Selling the family home – is it worth it?

5 min read

Retirement’s looming, the kids have left and you’re probably reveling in the fact that your water and electricity bills are no longer through the roof.

Does it stack up financially?

Selling the family home may now seem like a good option, especially given the equity you’ve built up over the years.

But before you make the decision, there are some emotional and financial implications to consider.

On paper at least, selling the family home may seem like a great way to free up extra cash. But you will need to pay for a new home and this brings a range of buying and selling costs which can eat into the sale proceeds of your current home.

You also need to consider the value of your home versus any outstanding mortgage owing, as this could have a significant impact on your financial position.

There are ongoing costs to consider too.  For example, while moving from a house into an apartment can mean a lower maintenance style of living, you’ll have an additional expense of strata levies.
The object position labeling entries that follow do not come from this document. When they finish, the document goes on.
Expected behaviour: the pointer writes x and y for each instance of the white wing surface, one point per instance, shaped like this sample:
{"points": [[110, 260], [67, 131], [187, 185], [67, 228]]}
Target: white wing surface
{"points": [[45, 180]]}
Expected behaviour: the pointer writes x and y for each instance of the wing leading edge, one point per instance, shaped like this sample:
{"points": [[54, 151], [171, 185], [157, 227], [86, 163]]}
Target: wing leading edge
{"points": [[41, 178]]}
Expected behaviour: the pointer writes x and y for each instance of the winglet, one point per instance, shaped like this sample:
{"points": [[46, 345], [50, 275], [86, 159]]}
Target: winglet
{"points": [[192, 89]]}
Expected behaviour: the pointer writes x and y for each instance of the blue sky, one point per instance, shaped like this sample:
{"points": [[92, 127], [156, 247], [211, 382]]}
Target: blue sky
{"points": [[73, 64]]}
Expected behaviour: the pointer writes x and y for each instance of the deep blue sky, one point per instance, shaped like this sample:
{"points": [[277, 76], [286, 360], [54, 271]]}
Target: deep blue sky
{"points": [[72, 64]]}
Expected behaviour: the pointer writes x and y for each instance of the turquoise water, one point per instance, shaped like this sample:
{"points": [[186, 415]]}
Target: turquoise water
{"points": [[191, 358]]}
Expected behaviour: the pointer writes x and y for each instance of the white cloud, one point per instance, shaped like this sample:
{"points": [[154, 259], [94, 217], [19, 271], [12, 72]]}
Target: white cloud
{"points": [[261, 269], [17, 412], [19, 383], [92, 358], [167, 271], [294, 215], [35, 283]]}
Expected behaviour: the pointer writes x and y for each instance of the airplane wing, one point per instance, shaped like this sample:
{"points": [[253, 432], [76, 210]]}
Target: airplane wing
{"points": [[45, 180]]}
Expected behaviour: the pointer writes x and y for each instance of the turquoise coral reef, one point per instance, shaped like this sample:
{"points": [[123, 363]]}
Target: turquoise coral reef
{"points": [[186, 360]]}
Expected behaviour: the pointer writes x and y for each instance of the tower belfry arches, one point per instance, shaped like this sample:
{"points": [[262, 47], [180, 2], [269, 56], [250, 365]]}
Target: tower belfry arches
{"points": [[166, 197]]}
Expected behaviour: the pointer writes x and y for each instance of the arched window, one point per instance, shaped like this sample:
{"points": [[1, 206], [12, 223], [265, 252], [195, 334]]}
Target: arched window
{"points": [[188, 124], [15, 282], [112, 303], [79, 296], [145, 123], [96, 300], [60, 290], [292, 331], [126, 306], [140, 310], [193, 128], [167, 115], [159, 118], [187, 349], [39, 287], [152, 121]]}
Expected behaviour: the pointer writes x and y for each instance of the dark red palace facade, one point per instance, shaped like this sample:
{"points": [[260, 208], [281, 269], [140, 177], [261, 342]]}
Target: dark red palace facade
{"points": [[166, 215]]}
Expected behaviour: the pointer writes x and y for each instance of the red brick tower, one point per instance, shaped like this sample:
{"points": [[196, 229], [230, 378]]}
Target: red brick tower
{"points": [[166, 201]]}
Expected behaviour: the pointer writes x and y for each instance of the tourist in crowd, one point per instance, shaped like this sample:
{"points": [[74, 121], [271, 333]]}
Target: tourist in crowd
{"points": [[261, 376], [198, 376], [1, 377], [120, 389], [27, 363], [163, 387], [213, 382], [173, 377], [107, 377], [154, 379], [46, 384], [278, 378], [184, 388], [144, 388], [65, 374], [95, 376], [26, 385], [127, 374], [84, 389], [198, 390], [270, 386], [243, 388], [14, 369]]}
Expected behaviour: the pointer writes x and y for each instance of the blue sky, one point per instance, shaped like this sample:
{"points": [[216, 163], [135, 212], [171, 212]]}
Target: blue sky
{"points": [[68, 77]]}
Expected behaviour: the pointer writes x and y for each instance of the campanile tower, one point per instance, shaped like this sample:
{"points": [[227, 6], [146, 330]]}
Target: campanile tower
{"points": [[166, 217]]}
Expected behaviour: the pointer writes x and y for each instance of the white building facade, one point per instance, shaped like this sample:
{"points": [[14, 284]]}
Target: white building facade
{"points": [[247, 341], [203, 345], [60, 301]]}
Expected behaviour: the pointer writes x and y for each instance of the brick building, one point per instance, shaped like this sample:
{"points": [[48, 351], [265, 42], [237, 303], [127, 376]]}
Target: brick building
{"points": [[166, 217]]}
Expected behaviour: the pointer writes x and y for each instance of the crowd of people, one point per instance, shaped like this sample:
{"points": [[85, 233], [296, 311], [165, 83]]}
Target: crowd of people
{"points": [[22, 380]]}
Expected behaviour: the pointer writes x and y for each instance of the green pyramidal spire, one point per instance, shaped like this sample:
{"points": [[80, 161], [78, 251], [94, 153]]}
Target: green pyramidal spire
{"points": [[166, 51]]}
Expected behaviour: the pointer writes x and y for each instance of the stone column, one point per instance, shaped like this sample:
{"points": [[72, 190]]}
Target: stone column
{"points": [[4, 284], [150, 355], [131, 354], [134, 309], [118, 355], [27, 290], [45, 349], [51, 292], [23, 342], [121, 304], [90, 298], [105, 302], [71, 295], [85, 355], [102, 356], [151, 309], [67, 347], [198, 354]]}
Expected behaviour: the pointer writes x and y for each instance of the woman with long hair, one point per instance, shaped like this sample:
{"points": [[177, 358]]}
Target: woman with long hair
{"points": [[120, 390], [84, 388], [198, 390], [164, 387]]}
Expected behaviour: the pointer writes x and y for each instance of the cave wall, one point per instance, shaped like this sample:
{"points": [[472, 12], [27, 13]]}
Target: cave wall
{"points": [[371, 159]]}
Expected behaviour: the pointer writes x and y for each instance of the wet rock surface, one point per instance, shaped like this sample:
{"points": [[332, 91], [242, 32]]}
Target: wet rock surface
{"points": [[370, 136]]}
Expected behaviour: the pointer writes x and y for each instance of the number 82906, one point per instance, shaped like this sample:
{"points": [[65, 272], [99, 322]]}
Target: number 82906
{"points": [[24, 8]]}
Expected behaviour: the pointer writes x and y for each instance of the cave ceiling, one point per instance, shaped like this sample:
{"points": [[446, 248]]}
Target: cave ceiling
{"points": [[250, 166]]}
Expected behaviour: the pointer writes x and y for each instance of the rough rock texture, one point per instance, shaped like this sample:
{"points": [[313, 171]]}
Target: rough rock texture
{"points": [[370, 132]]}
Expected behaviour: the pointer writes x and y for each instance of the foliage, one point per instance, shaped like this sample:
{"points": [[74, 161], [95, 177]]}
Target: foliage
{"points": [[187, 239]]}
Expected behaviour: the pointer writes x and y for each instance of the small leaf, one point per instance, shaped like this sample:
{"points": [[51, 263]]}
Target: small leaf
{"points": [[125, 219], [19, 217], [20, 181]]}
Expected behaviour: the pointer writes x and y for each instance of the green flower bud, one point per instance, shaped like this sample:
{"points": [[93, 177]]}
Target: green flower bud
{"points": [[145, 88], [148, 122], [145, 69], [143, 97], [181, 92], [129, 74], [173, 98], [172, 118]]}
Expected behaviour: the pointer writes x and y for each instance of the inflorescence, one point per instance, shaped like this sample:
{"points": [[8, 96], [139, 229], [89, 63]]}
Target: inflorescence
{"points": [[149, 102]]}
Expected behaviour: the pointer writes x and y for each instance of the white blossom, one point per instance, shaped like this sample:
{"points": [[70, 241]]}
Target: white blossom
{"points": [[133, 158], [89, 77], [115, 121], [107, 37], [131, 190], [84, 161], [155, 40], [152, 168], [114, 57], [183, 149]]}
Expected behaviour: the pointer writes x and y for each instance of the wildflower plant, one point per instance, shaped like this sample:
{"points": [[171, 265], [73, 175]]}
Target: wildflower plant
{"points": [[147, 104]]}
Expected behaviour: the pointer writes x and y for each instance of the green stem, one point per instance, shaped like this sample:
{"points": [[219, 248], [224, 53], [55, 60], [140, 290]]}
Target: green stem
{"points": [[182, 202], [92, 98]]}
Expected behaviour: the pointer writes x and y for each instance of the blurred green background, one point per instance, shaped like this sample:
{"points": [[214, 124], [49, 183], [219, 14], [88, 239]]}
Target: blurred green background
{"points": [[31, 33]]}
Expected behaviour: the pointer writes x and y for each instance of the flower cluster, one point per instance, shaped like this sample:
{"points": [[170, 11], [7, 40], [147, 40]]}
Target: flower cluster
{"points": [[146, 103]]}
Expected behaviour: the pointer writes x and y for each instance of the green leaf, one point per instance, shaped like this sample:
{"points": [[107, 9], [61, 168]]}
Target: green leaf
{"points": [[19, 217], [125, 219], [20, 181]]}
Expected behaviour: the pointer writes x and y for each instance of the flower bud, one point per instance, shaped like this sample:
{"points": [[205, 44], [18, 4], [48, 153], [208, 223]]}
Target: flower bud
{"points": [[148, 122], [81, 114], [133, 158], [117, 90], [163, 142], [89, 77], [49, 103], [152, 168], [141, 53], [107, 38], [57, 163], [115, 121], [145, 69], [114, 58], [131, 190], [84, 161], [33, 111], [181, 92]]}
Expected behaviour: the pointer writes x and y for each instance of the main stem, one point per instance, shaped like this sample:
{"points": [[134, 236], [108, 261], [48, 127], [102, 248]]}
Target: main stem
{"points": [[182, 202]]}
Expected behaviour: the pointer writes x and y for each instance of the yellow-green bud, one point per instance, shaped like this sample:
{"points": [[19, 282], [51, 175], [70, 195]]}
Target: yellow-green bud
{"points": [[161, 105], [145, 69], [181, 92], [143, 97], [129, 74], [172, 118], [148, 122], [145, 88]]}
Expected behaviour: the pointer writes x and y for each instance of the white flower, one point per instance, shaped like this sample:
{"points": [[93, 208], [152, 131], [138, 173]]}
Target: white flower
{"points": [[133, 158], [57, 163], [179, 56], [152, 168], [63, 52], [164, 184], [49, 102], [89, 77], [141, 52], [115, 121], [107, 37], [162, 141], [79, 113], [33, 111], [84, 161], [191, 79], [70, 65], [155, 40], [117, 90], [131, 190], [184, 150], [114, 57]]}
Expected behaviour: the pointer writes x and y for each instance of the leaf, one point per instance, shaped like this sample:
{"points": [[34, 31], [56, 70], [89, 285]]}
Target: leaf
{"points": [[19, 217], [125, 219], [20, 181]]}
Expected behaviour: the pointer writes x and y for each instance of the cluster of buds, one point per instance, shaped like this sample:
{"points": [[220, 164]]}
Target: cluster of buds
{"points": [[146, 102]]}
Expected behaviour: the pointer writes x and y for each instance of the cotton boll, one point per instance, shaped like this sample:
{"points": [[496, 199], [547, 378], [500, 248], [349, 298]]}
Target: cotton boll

The more facilities an apartment complex offers, the higher the levies you’re likely to face.

Consider your emotional needs

There’s a lot of family history tied up in our homes, not to mention the local neighbourhoods and communities that they reside in. So, it’s important to think about whether this is something you’re comfortable in letting go.

Investing the proceeds

If you decide to sell your family home, there are many other income producing assets available that you may want to consider investing in.

For instance, there is now a tax effective way to invest the proceeds of your family home in super.[1]

If you’re aged 65 or more, you can now deposit up to $300,000 ($600,000 for a couple) of your family home’s proceeds into super. Note, however, you must have owned your home for at least 10 years.[2]

Unlike other superannuation contributions, there are no strings attached to this - such as having to comply with the work test or not exceeding the new $1.6 million individual total balance cap.[2]

Impact to your Age Pension entitlements

While investing your family home’s proceeds into super may help to reduce ongoing tax bills, it could also affect any social security benefits you receive.

Obtaining or retaining an age pension entitlement may prove challenging as it depends on the value of your assets and your income.[3]  So, it’s important to consider all your options.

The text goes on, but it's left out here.